As a consultant, I usually end up on a network that my computer is not a domain member of. Generally I am provided with a logon and sometimes a remote desktop session. Sometimes not. That's a problem when you need to run a program that uses integrated Windows authentication, but you need to do it as a user on the client's Active Directory environment. Specifically I am referring to SQL Server Management Studio, but really this applies to any piece of management software. Naturally, you would think to use runas, but that won't work if your local computer doesn't know about the domain and user. There is a solution though, and it doesn't require any black magic.

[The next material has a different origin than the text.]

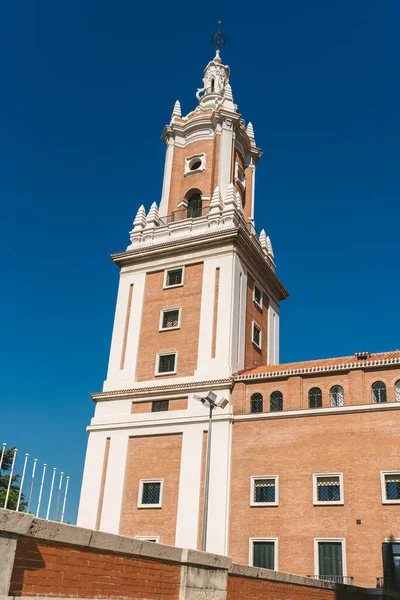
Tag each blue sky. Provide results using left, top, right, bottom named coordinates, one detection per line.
left=1, top=1, right=398, bottom=523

The runas command has a lot of available options. If you run runas with a /? it will give you a full list. Among those options is netonly. Netonly does not attempt to verify the credentials submitted by the runas command. Instead it launches the command as the current users, but then submits the credentials to any Windows Integrated authentication. If you run this command:
runas /netonly /user:domain\myusername notepad
You will be prompted for a password. Then the application immediately launches. Looking in Task Manager, the notepad.exe process is being run as your local user account. If you used this to launch SQL Server Management Studio, however, you would be able to connect to a remote instance of a database engine using whatever domain credentials you want.
I've set up a series of batch files in a folder for my commonly used applications that require this sort of setup. Then I only need to enter the relevant username and password.